Definition¶

A finite point process \(\mathcal{X}\) on \([N] \triangleq \{1,\dots,N\}\) can be understood as a random subset. It is defined either via its:

inclusion probabilities (also called correlation functions)

\[\mathbb{P}[S\subset \mathcal{X}], \text{ for } S\subset [N],\]
likelihood

\[\mathbb{P}[\mathcal{X}=S], \text{ for } S\subset [N].\]

Hint

The determinantal feature of DPPs stems from the fact that such inclusion, resp. marginal probabilities are given by the principal minors of the corresponding correlation kernel \(\mathbf{K}\) (resp. likelihood kernel \(\mathbf{L}\)).

Inclusion probabilities¶

We say that \(\mathcal{X} \sim \operatorname{DPP}(\mathbf{K})\) with correlation kernel a complex matrix \(\mathbf{K}\) if

(1)¶\[\mathbb{P}[S\subset \mathcal{X}] = \det \mathbf{K}_S, \quad \forall S\subset [N],\]
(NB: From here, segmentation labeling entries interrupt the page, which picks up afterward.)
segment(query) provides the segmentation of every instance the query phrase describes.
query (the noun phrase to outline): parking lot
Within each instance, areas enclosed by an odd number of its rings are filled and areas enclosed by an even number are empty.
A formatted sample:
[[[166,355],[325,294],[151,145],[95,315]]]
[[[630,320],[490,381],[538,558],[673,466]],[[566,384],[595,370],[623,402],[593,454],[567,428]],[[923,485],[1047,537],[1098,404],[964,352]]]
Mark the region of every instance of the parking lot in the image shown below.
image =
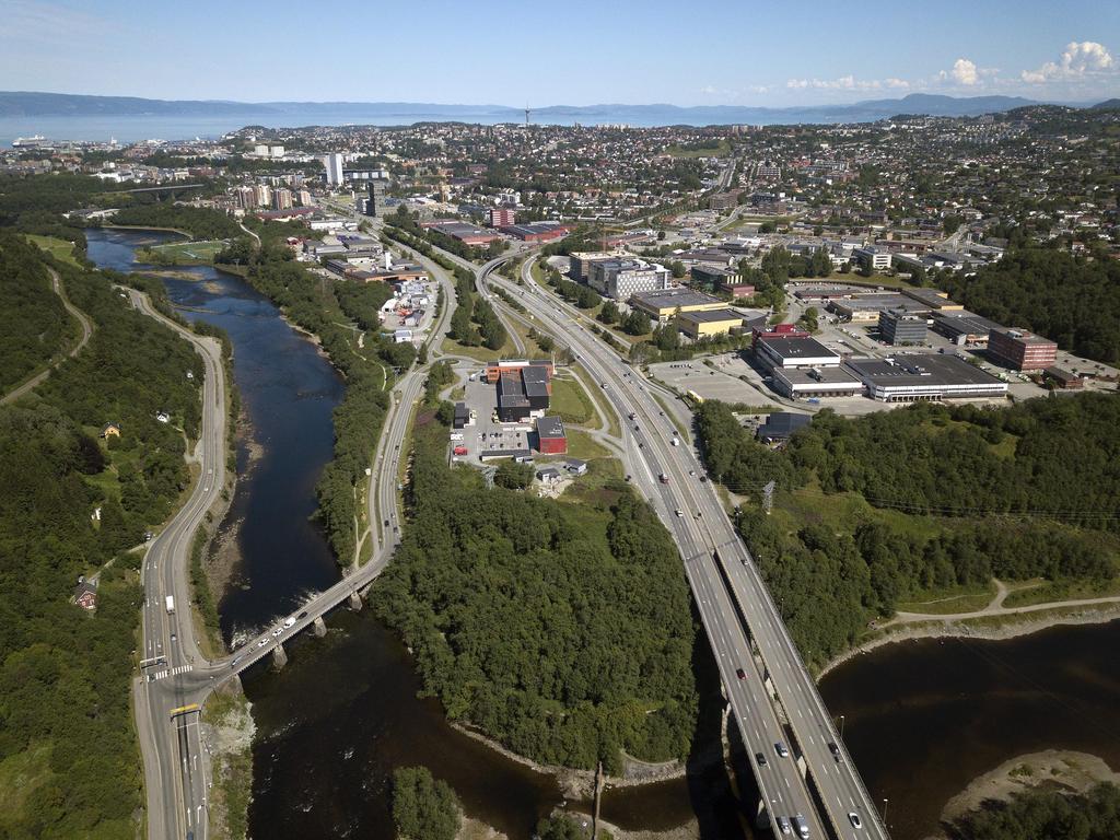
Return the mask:
[[[485,377],[478,376],[483,366],[477,365],[470,368],[470,373],[476,374],[475,381],[469,379],[464,383],[465,396],[463,402],[469,410],[475,412],[474,426],[465,429],[452,429],[451,435],[461,435],[461,440],[451,442],[466,448],[465,455],[452,456],[456,460],[478,465],[479,455],[484,451],[507,451],[511,456],[529,454],[529,438],[533,430],[532,423],[500,423],[494,419],[497,392],[494,385],[486,382]]]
where \(\mathbf{K}_S = [\mathbf{K}_{ij}]_{i,j\in S}\) i.e. the square submatrix of \(\mathbf{K}\) obtained by keeping only rows and columns indexed by \(S\).

Likelihood¶

We say that \(\mathcal{X} \sim \operatorname{DPP}(\mathbf{L})\) with likelihood kernel a complex matrix \(\mathbf{L}\) if

(2)¶\[\mathbb{P}[\mathcal{X}=S] = \frac{\det \mathbf{L}_S}{\det [I+\mathbf{L}]}, \quad \forall S\subset [N].\]

Existence¶

Some common sufficient conditions to guarantee existence are:

(3)¶\[\mathbf{K} = \mathbf{K}^{\dagger} \quad \text{and} \quad 0_N \preceq \mathbf{K} \preceq I_N,\]
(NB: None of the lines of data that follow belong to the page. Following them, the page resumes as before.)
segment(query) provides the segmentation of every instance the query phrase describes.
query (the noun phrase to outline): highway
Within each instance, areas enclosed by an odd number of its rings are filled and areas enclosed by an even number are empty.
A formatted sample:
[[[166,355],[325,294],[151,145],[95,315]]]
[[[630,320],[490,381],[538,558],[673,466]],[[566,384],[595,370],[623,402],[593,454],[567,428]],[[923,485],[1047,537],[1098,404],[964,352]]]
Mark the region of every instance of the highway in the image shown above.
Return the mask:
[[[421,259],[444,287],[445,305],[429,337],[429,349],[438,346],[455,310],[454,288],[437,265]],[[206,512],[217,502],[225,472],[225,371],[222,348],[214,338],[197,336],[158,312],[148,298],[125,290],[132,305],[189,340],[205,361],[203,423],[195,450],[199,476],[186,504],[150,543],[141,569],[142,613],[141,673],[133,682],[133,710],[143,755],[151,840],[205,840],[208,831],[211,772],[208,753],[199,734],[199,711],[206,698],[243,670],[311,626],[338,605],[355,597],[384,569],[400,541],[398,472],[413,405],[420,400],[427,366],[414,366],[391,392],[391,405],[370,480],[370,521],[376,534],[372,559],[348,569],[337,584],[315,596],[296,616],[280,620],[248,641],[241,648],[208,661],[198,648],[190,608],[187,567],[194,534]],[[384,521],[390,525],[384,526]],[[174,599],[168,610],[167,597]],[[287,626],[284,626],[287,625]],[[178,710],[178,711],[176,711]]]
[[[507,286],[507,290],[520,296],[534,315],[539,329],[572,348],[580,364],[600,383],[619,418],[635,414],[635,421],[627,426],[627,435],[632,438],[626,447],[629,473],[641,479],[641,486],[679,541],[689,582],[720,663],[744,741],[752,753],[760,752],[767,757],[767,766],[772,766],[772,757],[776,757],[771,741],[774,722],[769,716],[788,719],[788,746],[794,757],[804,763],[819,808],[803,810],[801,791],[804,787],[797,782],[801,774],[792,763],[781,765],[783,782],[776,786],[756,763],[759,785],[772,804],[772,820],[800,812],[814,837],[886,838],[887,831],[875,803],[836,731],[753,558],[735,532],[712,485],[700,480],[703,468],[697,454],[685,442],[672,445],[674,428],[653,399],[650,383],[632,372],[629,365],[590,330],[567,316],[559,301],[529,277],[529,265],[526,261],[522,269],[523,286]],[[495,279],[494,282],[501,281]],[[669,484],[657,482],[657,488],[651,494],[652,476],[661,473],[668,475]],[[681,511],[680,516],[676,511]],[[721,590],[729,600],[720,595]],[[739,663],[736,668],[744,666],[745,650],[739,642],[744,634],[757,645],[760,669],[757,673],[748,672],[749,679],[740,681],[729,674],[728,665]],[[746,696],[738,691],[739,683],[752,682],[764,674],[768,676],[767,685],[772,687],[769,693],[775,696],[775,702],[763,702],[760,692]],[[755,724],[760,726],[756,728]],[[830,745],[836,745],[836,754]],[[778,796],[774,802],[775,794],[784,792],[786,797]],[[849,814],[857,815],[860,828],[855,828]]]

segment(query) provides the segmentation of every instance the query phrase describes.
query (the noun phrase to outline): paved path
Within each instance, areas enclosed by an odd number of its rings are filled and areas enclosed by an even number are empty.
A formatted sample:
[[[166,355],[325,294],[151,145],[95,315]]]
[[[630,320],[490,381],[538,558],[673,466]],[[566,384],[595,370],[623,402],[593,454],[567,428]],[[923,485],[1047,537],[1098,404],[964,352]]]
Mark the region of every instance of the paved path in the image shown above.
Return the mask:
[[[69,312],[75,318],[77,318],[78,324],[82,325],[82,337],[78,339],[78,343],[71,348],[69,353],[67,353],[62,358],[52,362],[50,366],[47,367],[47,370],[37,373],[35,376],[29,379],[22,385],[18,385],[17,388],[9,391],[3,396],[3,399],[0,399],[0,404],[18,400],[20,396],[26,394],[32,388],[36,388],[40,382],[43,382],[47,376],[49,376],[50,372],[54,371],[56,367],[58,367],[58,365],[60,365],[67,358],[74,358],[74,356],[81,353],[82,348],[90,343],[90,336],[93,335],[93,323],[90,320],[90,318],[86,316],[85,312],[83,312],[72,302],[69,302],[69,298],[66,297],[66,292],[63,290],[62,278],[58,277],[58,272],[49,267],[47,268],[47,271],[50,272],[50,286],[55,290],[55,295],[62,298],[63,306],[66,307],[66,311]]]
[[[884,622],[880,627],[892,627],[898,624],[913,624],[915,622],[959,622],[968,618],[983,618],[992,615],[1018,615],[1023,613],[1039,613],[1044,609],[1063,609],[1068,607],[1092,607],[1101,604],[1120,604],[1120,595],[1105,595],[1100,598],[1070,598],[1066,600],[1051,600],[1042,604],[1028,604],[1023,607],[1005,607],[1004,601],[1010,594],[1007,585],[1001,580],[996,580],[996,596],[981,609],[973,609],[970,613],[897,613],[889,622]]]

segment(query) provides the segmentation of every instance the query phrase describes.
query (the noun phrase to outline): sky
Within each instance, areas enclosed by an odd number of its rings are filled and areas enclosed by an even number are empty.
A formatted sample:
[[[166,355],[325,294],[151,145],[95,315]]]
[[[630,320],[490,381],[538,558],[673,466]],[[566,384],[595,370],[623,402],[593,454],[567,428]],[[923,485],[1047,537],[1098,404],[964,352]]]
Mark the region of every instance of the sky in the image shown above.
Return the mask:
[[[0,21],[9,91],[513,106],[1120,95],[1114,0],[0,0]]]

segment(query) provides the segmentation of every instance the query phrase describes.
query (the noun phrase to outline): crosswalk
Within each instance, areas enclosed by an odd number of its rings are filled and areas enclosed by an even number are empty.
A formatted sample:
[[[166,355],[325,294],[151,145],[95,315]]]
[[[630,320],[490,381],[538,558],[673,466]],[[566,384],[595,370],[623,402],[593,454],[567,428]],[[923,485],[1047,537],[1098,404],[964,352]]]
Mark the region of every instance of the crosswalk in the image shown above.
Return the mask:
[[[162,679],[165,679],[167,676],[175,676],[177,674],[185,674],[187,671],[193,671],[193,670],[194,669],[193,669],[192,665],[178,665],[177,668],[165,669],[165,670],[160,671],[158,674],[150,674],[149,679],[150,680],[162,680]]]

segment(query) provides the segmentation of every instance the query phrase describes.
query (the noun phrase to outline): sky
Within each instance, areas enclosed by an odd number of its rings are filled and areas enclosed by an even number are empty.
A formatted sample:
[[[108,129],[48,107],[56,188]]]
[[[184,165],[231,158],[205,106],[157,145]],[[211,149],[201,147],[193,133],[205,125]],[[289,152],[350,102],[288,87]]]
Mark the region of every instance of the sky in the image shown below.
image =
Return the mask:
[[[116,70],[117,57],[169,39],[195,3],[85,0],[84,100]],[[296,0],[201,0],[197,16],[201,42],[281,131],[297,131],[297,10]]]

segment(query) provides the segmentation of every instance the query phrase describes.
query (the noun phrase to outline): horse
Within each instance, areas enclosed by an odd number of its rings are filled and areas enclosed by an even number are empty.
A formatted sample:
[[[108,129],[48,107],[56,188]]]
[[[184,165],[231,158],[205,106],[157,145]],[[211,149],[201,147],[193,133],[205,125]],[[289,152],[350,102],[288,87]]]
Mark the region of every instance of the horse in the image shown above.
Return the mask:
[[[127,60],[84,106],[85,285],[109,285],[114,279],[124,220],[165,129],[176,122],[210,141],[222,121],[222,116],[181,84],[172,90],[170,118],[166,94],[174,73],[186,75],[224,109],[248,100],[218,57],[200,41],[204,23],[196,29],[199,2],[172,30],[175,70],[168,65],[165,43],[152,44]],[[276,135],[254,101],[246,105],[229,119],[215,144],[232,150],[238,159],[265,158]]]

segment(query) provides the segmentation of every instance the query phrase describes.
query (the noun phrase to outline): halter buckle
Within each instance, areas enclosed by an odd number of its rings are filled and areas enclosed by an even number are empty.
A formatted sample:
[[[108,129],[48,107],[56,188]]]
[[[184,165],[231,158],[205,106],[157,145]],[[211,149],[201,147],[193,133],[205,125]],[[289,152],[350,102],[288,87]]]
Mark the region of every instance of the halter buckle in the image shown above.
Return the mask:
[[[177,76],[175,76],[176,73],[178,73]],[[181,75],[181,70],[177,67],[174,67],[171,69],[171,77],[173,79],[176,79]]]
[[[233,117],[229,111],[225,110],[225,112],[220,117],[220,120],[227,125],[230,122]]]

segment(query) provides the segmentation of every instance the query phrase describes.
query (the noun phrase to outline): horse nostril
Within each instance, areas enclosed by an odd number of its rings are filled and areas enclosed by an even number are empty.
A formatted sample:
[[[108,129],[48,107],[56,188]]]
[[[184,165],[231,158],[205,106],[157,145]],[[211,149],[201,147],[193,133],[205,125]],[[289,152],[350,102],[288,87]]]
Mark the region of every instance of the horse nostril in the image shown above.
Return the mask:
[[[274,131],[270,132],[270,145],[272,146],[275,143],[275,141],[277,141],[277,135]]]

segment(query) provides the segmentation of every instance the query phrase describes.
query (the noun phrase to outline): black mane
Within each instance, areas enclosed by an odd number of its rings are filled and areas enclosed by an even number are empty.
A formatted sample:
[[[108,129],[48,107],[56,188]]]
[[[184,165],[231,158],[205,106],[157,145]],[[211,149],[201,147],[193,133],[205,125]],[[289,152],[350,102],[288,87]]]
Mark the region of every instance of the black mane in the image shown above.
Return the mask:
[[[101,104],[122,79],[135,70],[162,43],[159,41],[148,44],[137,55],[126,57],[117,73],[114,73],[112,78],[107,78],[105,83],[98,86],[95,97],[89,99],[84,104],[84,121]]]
(4)¶\[\mathbf{L} = \mathbf{L}^{\dagger} \quad \text{and} \quad \mathbf{L} \succeq 0_N,\]

where the dagger \(\dagger\) symbol means conjugate transpose.

Note

In the following, unless otherwise specified:

we work under the sufficient conditions (3) and (3),
\(\left(\lambda_{1}, \dots, \lambda_{N} \right)\) denote the eigenvalues of \(\mathbf{K}\),
\(\left(\gamma_{1}, \dots, \gamma_{N} \right)\) denote the eigenvalues of \(\mathbf{L}\).

# from numpy import sqrt
from numpy.random import rand, randn
from scipy.linalg import qr
from dppy.finite_dpps import FiniteDPP

r, N = 4, 10
e_vecs, _ = qr(randn(N, r), mode='economic')

# Inclusion K
e_vals_K = rand(r)  # in [0, 1]
dpp_K = FiniteDPP('correlation', **{'K_eig_dec': (e_vals_K, e_vecs)})
# or
# K = (e_vecs * e_vals_K).dot(e_vecs.T)
# dpp_K = FiniteDPP('correlation', **{'K': K})
dpp_K.plot_kernel()

# Marginal L
e_vals_L = e_vals_K / (1.0 - e_vals_K)
dpp_L = FiniteDPP('likelihood', **{'L_eig_dec': (e_vals_L, e_vecs)})
# or
# L = (e_vecs * e_vals_L).dot(e_vecs.T)
# dpp_L = FiniteDPP('likelihood', **{'L': K})
# Phi = (e_vecs * sqrt(e_vals_L)).T
# dpp_L = FiniteDPP('likelihood', **{'L_gram_factor': Phi})  # L = Phi.T Phi
dpp_L.plot_kernel()

(Source code)

../_images/ex_plot_correlation_K_kernel_00.png

Fig. 1 (png, hires.png, pdf) Correlation \(\mathbf{K}\) kernel¶

../_images/ex_plot_correlation_K_kernel_01.png

Fig. 2 (png, hires.png, pdf) Correlation \(\mathbf{K}\) kernel¶

Projection DPPs¶

Important

\(\operatorname{DPP}(\mathbf{K})\) defined by an orthogonal projection correlation kernel \(\mathbf{K}\) are called projection DPPs.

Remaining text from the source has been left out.